Shawn Wang on the rise of the new role: AI engineer

Ana Marija Kostanic

A new role of AI Engineer will soon emerge in the software engineering industry, just like DevOps, SRE, or Data engineers have in the last decade or so.

According to Shawn Wang, founder of, the role is that of an AI Engineer, as he explained in his keynote speech “Software 3.0 and The Emerging AI Developer Landscape” at the Shift conference

Wang bases his thesis on the fact that there has been a profound transformation in the AI ​​landscape, thanks to the accessibility of advanced models through APIs or, as he calls it, a once-in-a-generation “shift right” of applied AI. 

Bridge the gap between AI research and application

A wide range of AI tasks that took 5 years and a research team to accomplish in 2013 now require API docs and a spare afternoon in 2023.

But Wang is not one of the emerging prophets saying AI will replace developers in writing code and that all of them will have no choice but to become Prompt Engineers. The job of AI engineers will be to bridge the gap between AI research and application to deal with all the challenges in evaluating, applying, and productizing AI: 

  • Evaluating models
  • Finding the right tools
  • Staying on top of the research and news

 And, according to Wang, it’s a full-time job!

Not trained in ML, but ship AI products

AI Engineers can be found everywhere, from the largest companies like Microsoft and Google to leading-edge startups like Figma, Vercel, and Notion to independent hackers. They don’t do research and are not trained in Machine Learning; some of them may not even be fluent in Python but are still using AI advancements to launch products used by millions in record time.

 When it comes to shipping AI products, you want engineers, not researchers.

Illustration: Shawn Wang

The birth of the AI engineer is fueled by:

Basic models and their possibilities 
Specific capabilities of the underlying models allow them to generalize beyond what they are trained to do. In other words, the people training the models are unaware of their capabilities. 

Non-LLM researchers have the opportunity to find and take advantage of these greater capabilities just by spending more time with the models and applying them to areas that are often undervalued (e.g., Jasper for copywriting).

  • There are not enough researchers

Big tech and their big research labs have exhausted the talent to deliver us “AI Research as a Service” APIs. You can’t hire them, but you can rent them. There are about 5,000 LLM researchers in the world but about 50 million software engineers, Wang adds, and such supply constraints dictate that a “middle” class of artificial intelligence engineers will be created to meet the demand.

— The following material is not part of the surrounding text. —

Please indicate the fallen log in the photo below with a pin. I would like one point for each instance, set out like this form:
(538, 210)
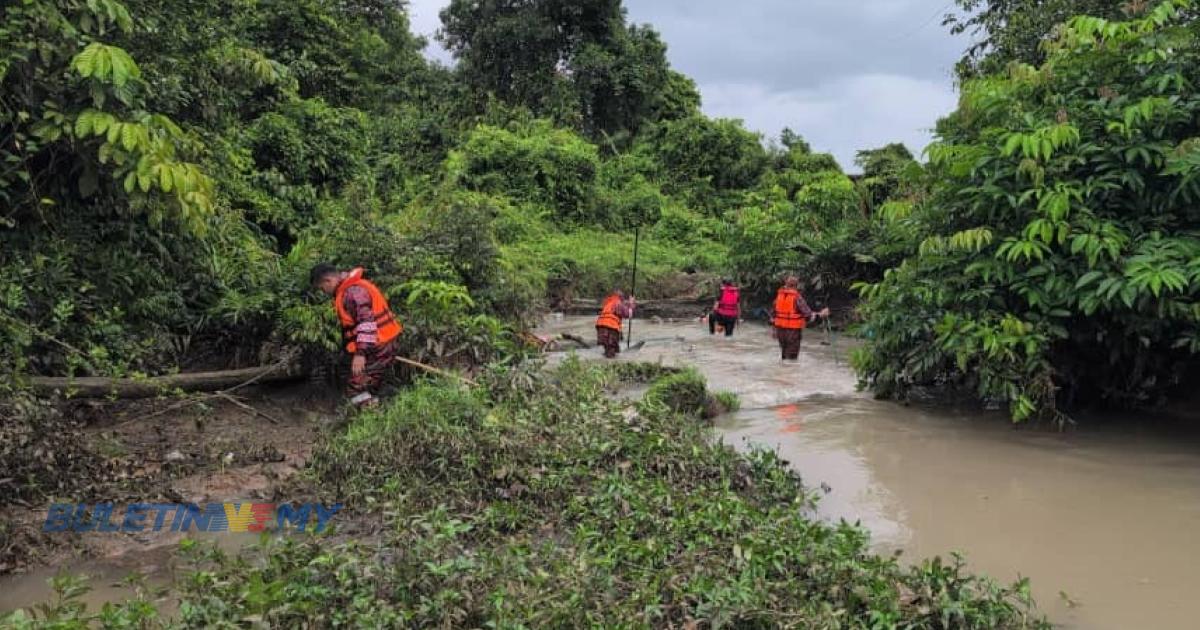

  • The models have nothing to run on

GPU resources are critical to training and running deep learning models efficiently. Many startups and companies are investing in GPU clusters to support their internal AI initiatives, but there aren’t enough GPUs for everyone (nor are they cheap). These circumstances mean it will make more sense for AI engineers to excel in using existing AI models rather than training new ones.

  • Fire, ready, aim

Instead of asking ML scientists and engineers to do painstaking data collection to train a model for a specific domain and verify that it is production-worthy, a product manager or software engineer can query an LLM like ChatGPT to build or validate the product idea even before receiving specific data for training.

  • Programming languages

The data/AI industry is mainly focused on Python, and AI engineering tools like LangChain and Guardrails came from the same community. However, just as many JavaScript developers in the dev sphere are finally getting their own AI tools (e.g., LangChain.js and Transformers.js), thus expanding the appeal of AI development to other dev communities.

  • Generative AI vs. Classifier ML

Generative AI is slowly losing its importance. While the current generation of ML engineers focused on security, fraud prevention, recommendation systems, anomaly detection, classification, etc. – the new generation of AI engineers will focus on application development, personalization of learning tools, and development of visual programming languages.

The software 3.0 era is here

In the so-called software 2.0 era, programmers relied on detailed, hand-crafted programming languages ​​that precisely defined logic. However, Software 3.0 marks a significant shift, as it relies on neural networks taught to approximate logic, Shawn explained. This change enables new generations of software to tackle more complex and intricate problems previously challenging for human programmers.

The current debate on human vs. AI-generated code and if software engineers will become obsolete or not missed the point, according to Wang:

As human Engineers learn to harness AI, AIs will increasingly do Engineering as well, until a distant future when we look up one day and can no longer tell the difference.